Files
axolotl/SETUP_MIAAI.md

179 lines
7.0 KiB
Markdown
Raw Blame History

This file contains ambiguous Unicode characters
This file contains Unicode characters that might be confused with other characters. If you think that this is intentional, you can safely ignore this warning.
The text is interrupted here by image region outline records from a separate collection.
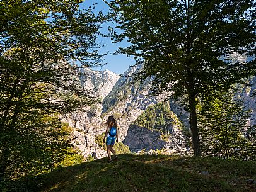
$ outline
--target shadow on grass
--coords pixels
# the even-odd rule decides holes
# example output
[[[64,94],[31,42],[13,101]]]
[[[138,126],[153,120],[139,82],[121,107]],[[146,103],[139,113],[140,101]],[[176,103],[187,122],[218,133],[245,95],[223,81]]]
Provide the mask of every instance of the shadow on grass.
[[[28,191],[248,191],[248,189],[251,189],[238,188],[219,175],[215,177],[212,172],[219,172],[218,167],[219,165],[224,167],[223,164],[223,160],[211,162],[211,159],[185,159],[178,156],[120,155],[119,161],[113,163],[108,164],[107,159],[104,158],[62,167],[38,176],[34,184],[40,188],[27,188]],[[232,167],[230,166],[227,172]],[[203,170],[209,174],[201,174]],[[223,171],[223,175],[227,176],[226,171]]]

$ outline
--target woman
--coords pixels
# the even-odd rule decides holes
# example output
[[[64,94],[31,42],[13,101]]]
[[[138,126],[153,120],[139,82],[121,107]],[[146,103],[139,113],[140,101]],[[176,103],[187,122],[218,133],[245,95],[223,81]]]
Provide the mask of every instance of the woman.
[[[118,134],[117,134],[117,123],[113,116],[110,116],[106,122],[106,132],[105,133],[103,142],[105,143],[105,139],[107,137],[106,145],[107,145],[107,152],[108,153],[109,161],[108,162],[113,162],[113,161],[111,158],[112,152],[114,155],[115,159],[117,159],[115,155],[115,150],[113,149],[113,146],[115,144],[115,140],[117,143],[118,142]]]

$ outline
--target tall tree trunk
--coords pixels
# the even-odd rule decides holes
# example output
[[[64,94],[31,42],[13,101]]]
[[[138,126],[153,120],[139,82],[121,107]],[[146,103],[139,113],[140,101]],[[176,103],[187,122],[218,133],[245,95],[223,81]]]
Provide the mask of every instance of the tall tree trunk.
[[[6,172],[7,165],[8,164],[9,147],[6,145],[4,146],[2,152],[0,164],[0,181],[4,179]]]
[[[191,89],[192,88],[190,88]],[[192,133],[192,147],[194,157],[200,157],[200,145],[199,130],[197,126],[197,116],[196,111],[196,101],[192,90],[189,90],[190,125]]]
Use the Escape button to reveal them.
# Axolotl Setup — miaai (RTX 5080, CUDA 13.2)
## System Info
- GPU: NVIDIA RTX 5080 (16GB VRAM, sm_120 / Blackwell)
- Driver: 580.126.09 — max CUDA 13.0 shown by nvidia-smi, but nvcc from conda is 13.2
- OS: Ubuntu 25.10 (Python 3.13 system — do NOT use system Python for ML)
- Axolotl branch: `activeblue/main`
---
## One-time Setup
### 1. Install Miniconda
```bash
wget https://repo.anaconda.com/miniconda/Miniconda3-latest-Linux-x86_64.sh -O miniconda.sh
bash miniconda.sh -b -p /opt/miniconda3
/opt/miniconda3/bin/conda init bash
source ~/.bashrc
```
### 2. Create Python 3.11 environment
```bash
conda create -n axolotl python=3.11 -y
conda activate axolotl
```
### 3. Clone and sync repo with upstream
```bash
git clone https://git.activeblue.net/tocmo0nlord/axolotl.git
cd axolotl
git remote add upstream https://github.com/axolotl-ai-cloud/axolotl.git
git fetch upstream
git rebase upstream/main # keeps activeblue patches on top
git push origin activeblue/main --force-with-lease
```
### 4. Install CUDA toolkit (needed to compile flash-attn and bitsandbytes)
```bash
conda install -y -c "nvidia/label/cuda-12.8.0" cuda-toolkit
export CUDA_HOME=$CONDA_PREFIX
export PATH=$CUDA_HOME/bin:$PATH
```
> NOTE: Despite installing from the cuda-12.8.0 channel, conda resolves nvcc to **13.2.78**.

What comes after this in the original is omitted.